The mornings were cool under the shade of the tall trees but by noon, the mid-Atlantic humidity settled in and relief could be found in the river. The river was freshwater and had plenty of bass, catfish and sunfish to be caught.

Extended stays during summer vacations found us spending up to 2 weeks on the island with my father leaving my sister and me alone there when he had to drive up to Philadelphia to teach a class.
She and I would fight over control of the cassette player as I’d be tortured by WHAM! and the New Kids on the Block only to gain revenge with The Cure and The Doors.

I learned to snorkel and spearfish there and my sister learned how to swim.

We both learned how to shoot a .22 and then moved up to an M-1, .45, 9mm and an AR-15.

We would visit auctions in nearby towns and my father would buy box-lots of toys that we’d take back to the island spending hours throwing lead downrange at teddy bears and Hot Wheels.

We’d watch old “Leave it to Beaver” and “Gilligan’s Island” episodes on a tiny black and white TV. We learned how to appreciate the humor of late Night with David Letterman as we fought off sleep.
The original crew of the host family was soon joined by my step mother and then a half-sister.

The years passed.

I turned 21 in Russia and upon returning back to the States, on my first weekend back we headed to the island.

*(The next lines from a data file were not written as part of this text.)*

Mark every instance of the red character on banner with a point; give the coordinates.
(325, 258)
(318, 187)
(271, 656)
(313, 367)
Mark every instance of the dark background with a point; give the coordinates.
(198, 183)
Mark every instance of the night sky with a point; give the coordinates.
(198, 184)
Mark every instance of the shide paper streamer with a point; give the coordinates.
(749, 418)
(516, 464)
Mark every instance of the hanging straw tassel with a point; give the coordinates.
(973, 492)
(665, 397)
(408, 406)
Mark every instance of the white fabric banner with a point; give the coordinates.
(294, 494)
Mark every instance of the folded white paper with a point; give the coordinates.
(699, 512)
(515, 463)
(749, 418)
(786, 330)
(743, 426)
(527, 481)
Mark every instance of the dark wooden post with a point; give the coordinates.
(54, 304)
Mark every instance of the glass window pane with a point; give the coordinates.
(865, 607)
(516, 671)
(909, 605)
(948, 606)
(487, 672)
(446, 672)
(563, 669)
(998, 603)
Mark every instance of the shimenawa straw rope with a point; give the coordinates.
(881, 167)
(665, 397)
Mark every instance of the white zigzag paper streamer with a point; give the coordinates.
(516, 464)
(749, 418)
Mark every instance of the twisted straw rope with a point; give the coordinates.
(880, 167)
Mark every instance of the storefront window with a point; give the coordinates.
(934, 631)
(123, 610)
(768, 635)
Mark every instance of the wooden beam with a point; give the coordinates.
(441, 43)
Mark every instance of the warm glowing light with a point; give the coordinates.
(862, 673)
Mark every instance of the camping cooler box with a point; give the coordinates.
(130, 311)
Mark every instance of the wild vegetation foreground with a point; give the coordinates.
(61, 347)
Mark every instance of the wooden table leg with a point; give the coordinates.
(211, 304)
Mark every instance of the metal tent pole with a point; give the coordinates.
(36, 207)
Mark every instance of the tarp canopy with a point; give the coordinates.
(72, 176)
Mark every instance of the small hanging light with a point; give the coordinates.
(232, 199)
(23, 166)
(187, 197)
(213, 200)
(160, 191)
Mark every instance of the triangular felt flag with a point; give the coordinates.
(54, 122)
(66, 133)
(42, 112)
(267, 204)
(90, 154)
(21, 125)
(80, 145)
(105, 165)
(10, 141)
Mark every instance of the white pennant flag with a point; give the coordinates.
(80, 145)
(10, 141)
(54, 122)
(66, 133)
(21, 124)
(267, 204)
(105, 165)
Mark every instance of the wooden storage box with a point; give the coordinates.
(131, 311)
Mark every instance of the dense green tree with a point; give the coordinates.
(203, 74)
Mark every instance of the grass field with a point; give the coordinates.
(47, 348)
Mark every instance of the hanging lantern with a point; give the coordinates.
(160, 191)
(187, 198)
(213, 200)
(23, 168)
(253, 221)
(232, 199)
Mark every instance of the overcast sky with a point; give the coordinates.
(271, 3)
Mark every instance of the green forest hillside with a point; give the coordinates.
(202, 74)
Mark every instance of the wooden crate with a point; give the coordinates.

Dad offered to buy me my first bottle of booze for my birthday and even though I had been drinking up at school for a year and just pickled my liver in Russia – I really didn’t know what to buy…a bottle of George Dickel was cracked open and a few shots were chased down with a couple of Coors Light…that I remember saying tasted like flowers.

A few years passed.

My sister married and her husband and later children were able to join us on the island.

Then I left that refuge again for what seemed to be too long.

A couple years passed.

I received pictures of good times on the island during my time away and I couldn’t wait to take M there when we returned home. 
 
We introduced M to the finer points of drinking on the river as well as the atmosphere that made conversations easier about the difficulties life that we all seem to encounter.

A beer cooler filled with ice, Stroh’s beer, Diet Coke for Dad, Woodchuck Cider for Sis and snacks would be rounded out by the prized possession of the trip – a bottle of Rebel Yell Bourbon. We’d stash it down at the bottom of the cooler and usually crack into it about an hour after floating. Time then progressed at a crawl. We’d bake on the hot river rocks passing the bottle around, drinking the Stroh’s like water and barely keeping our heads above the water. The tube trip from the Conowingo Hydroelectric Dam down to the island could take anywhere from three to six hours.





Summers from 2000 through 2007 were spent on the island with the whole clan but tensions began to surface in relationships as time started to beat the old cabin and island down.

Problems with providing electricity to the island (we had to run wires across the river) became more frequent and this, of course, prohibited us from pumping water to the cabin to flush the toilet, run the refrigerators and wash dishes --- health issues.

The humid air started to get into the wood and areas of the porch could no longer support a person walking around to the bathroom in the middle of the night (bad times).

And finally, my father started to show early signs of Alzheimer’s which caused quite a bit of concern as he would set off on early morning walks (as was a ritual in the past) but not return for hours causing us to send out search parties.

And then Nor’easters hit the mid-Atlantic. Along with Super-Storms. And Hurricanes.

And the clan got smaller as old age claimed a good friend.

And then the Alzheimer’s set in HARD.

And the trips to that special place stopped.

And now all I have are pictures and…

Memories stirred by special stories found in these anthologies.


This is why I love these short stories and authors like Amy Bloom.